В тот вечер, возвращаясь с поля, ребята видели нечто странное. На краю деревни за огородами какая-то рослая хмурая старуха, одетая во всё чёрное, жгла связанных пучком куриц. Бедные птицы бились в мокрой траве, охваченные огнем, а бабка брызгала на них керосином и что-то приговаривала, будто каркала.
Коля Карнаухов проснулся посреди ночи. Точного времени он не знал, но чувствовал, что сейчас самая глухая пора — часа два или три. В брюхе крутило и постреливало — видимо, выпитое в ужин молоко действительно было кислое. Коля обхватил живот руками и перевернулся на другой бок, надеясь опять заснуть, но резь лишь усилилась, а бурление в кишках сделалось совсем уж неприличным. Коля негромко застонал и сел в постели, хлопая глазами и пытаясь хоть что-нибудь разобрать в темноте.

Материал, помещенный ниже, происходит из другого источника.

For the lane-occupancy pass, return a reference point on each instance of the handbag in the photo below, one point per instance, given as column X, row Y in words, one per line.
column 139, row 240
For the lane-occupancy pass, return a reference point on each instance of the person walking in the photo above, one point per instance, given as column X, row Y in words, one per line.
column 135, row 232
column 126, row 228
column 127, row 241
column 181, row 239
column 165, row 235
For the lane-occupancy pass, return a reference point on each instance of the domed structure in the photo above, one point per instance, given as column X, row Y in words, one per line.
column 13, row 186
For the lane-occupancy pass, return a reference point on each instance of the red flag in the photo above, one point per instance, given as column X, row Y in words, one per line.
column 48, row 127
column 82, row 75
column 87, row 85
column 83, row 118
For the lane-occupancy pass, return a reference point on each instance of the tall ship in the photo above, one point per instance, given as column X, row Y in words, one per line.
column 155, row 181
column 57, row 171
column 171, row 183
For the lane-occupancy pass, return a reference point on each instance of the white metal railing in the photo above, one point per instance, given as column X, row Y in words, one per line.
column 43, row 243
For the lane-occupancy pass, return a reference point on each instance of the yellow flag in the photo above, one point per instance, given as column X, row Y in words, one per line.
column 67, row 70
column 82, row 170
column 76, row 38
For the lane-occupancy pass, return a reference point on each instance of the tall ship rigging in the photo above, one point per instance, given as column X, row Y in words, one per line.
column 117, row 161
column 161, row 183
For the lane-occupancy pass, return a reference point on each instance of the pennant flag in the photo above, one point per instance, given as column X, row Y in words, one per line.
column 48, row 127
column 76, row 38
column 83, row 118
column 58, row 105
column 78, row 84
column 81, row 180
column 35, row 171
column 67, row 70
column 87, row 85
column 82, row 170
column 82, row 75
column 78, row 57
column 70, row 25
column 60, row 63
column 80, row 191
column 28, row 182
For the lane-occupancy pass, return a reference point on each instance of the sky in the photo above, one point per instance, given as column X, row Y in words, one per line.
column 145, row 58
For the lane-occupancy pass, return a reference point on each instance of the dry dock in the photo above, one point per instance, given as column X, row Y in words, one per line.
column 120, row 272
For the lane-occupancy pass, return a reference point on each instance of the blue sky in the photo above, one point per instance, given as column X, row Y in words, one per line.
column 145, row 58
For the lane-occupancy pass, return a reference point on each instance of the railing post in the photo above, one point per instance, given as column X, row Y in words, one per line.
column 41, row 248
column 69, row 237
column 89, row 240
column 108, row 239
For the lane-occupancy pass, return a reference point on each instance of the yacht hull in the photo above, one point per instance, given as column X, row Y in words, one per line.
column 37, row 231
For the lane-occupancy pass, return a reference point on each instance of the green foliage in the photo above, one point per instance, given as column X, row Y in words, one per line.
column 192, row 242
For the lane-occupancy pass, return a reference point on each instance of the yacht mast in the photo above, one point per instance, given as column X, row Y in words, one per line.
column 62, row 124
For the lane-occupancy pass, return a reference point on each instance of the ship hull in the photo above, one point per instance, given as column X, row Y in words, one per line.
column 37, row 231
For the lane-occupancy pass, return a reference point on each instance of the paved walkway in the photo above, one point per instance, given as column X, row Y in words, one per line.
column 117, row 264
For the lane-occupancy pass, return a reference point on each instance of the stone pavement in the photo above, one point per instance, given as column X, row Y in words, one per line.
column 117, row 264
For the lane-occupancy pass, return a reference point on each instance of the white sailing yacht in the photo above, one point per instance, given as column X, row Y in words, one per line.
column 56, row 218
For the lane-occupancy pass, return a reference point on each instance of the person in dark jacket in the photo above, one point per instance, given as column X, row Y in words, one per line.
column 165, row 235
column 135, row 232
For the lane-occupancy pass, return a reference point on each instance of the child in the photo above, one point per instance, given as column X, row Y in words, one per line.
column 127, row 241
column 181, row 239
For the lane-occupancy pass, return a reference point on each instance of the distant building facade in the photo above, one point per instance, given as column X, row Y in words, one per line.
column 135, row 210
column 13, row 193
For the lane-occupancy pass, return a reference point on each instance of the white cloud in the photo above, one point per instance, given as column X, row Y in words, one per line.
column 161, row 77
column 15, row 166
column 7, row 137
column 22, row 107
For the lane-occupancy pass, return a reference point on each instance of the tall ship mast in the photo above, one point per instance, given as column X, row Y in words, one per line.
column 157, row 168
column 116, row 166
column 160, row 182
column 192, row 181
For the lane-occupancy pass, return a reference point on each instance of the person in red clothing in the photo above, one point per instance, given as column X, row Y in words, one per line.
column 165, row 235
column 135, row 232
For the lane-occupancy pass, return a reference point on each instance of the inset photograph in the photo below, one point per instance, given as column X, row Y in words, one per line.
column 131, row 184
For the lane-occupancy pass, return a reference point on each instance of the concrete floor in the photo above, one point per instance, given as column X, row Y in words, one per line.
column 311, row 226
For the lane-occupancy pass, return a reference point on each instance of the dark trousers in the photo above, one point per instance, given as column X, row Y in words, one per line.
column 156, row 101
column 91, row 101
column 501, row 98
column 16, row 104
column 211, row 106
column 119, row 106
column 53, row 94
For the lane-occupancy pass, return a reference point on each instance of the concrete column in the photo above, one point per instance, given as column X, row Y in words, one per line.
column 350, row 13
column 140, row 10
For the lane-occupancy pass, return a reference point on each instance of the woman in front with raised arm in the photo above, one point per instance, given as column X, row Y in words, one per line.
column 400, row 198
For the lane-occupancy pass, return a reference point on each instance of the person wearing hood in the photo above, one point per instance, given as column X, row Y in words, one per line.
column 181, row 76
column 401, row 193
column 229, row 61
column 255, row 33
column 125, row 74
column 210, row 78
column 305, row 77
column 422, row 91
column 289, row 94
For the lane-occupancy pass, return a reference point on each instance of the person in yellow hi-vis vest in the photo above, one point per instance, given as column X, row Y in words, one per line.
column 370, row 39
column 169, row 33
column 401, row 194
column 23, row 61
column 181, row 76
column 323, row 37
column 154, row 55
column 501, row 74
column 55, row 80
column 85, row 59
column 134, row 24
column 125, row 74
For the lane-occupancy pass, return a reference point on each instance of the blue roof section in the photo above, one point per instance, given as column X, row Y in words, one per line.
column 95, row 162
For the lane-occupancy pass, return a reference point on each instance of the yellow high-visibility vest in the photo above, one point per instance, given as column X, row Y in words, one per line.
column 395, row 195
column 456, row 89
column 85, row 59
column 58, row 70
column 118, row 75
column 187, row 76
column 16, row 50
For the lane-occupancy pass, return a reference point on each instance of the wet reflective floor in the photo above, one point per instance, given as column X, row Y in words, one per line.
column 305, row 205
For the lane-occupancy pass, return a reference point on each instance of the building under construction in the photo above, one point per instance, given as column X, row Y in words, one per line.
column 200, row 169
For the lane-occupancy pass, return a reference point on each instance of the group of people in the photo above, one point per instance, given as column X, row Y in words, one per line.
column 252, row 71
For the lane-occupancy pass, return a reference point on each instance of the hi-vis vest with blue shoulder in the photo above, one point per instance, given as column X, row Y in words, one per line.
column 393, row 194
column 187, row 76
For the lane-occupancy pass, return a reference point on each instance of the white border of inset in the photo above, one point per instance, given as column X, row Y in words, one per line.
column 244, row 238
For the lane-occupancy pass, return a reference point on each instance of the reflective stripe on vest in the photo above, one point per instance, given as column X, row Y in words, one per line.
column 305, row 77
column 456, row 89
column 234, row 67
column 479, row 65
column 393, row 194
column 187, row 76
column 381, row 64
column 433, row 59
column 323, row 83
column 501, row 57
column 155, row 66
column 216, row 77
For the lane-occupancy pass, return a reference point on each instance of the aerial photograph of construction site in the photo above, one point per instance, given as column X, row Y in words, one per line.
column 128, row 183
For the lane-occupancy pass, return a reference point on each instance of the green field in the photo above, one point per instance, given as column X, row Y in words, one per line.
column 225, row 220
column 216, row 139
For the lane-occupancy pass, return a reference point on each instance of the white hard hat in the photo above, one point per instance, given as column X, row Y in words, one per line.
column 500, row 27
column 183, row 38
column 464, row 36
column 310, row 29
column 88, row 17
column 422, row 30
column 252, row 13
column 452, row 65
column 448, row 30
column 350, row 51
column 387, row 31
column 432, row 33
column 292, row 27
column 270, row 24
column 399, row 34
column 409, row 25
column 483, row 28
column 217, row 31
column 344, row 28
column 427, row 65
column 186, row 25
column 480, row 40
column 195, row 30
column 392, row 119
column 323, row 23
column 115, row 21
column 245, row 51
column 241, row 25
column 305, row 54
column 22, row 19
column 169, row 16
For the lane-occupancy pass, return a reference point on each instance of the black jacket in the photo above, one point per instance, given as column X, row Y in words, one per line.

— Вольдемар, — тихонько позвал он соседа.
Хозяин фонарика и батареек спал.
— Серж, — чуть слышно окликнул Коля приятеля.
Серёга дрых, как убитый.
В окна мягко постукивал дождь. Справа кто-то громко посапывал — кажется, Димка. В дальнем углу натужно храпел и булькал Миха Приёмышев — опять, небось, башку неудобно запрокинул, вот и давится.
Коля, зажавшись, перетерпел приступ рези и спустил ноги на пол. Нашарил спички на тумбочке. Ощупью отыскал под койкой холодные и влажные внутри сапоги. Обулся, содрогаясь. Накинул на плечи ватник с инвентарным номером на спине. Чиркнул спичкой, поднял огонёк повыше, проверяя, свободен ли путь к двери. Поёжился, представив, как побежит тёмной улицей к дощатому сортиру — слева мокрые кусты стеной, справа жухлая крапива в человеческий рост.
Держась за больной живот, он прокрался на веранду, отпер уличную дверь и встал на крыльце, собираясь с духом для последнего рывка.
Вода мелко сеялась с карниза, легкий ветер чуть шевелил кусты. Темнота укрыла деревню, спрятала избы, схоронила дворы, заборы и колодцы. Один щитовой барак от всего человеческого мира и остался — но сойди с крыльца, шагни поглубже во тьму — и он тоже исчезнет, растворится, будто кислотой без остатка съеденный.
— Бр-р! — сказал Коля и прыгнул под дождь.
В будку сортира он буквально ворвался, едва её не опрокинув. Стащил трусы, задвинул шпингалет, раскорячился над круглой, дышащей холодом дырой. Полегчало!
Переведя дыхание, он проверил, на месте ли мятые газеты, нащупал их за балкой и успокоился окончательно. Вспомнил, что где-то тут припрятан и свечной огарок в стеклянной банке. Отыскал его, зажег, зря исчиркав три дефицитные красноголовые спички. Вытащил из-под газет потёртый журнал «Крокодил», устроился поудобней — насколько это было возможно.
Теперь он никуда не торопился, решив, что уж лучше он как следует отсидится за один присест, чем потом побежит сюда еще раз.